The following blog entry is written to illustrate a common motion filed during civil litigation. Reviewing this kind of filing should help potential plaintiffs and clients better understand how parties in personal injury cases present such issues to the court.
(Please also note: the names and locations of all parties have been changed to protect the confidentiality of the participants in this brain injury lawsuit and its proceedings.)

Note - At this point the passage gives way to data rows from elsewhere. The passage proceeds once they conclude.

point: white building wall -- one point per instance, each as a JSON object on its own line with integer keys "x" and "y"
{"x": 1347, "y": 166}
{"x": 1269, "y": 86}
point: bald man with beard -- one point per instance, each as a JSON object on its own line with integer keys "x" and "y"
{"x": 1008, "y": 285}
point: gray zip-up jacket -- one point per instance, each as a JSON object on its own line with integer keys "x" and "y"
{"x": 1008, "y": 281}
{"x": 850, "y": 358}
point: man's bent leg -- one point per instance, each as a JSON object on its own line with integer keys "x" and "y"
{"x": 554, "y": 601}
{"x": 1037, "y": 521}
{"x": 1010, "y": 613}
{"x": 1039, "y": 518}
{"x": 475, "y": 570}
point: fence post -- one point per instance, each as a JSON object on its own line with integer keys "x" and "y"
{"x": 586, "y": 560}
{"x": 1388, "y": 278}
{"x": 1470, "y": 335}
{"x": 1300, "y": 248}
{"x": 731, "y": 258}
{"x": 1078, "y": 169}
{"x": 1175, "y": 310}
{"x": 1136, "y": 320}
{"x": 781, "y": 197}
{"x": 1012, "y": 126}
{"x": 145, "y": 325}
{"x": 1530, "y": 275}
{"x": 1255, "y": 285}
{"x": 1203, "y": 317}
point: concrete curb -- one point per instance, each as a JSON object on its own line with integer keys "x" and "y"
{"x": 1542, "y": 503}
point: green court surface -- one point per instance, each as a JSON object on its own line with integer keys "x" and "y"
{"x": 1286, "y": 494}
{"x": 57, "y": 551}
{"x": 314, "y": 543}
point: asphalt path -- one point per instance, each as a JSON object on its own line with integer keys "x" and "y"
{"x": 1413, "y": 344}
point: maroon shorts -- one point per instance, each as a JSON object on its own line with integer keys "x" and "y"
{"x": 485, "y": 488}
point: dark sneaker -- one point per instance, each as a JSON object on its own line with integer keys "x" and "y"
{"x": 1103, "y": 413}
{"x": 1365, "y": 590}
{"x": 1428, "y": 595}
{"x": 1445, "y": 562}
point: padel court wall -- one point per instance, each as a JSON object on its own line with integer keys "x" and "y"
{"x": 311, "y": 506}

RELEVANT EVIDENCE IS ADMISSIBLE
Relevant evidence is defined by Evidence Code Section 210 as having any tendency in reason to prove or disprove any disputed fact that is of consequence to the determination of the action. See People v. Kelly (1992) 1 Cal.4th 495, 523. A party is entitled to have all competent, material and relevant evidence admitted if it tends to prove or disprove a material issue raised by the pleadings. Bole v. Bole (1946) 76 Cal.App.2d 344-345-346.
Plaintiffs' expert witness David Goldberg will be expressing opinions consistent with those outlined in the expert designation served by the plaintiffs. As explained above, such testimony is directly relevant to the issues in dispute. Therefore, plaintiffs oppose defendant's motion in limine #6 to limit plaintiffs' expert testimony at trial.
Based on the foregoing, plaintiffs respectfully request that the court deny defendants' motion in limine # 6 seeking an order limiting plaintiffs' expert witness, David Goldberg, from testifying about biomechanical issues at trial.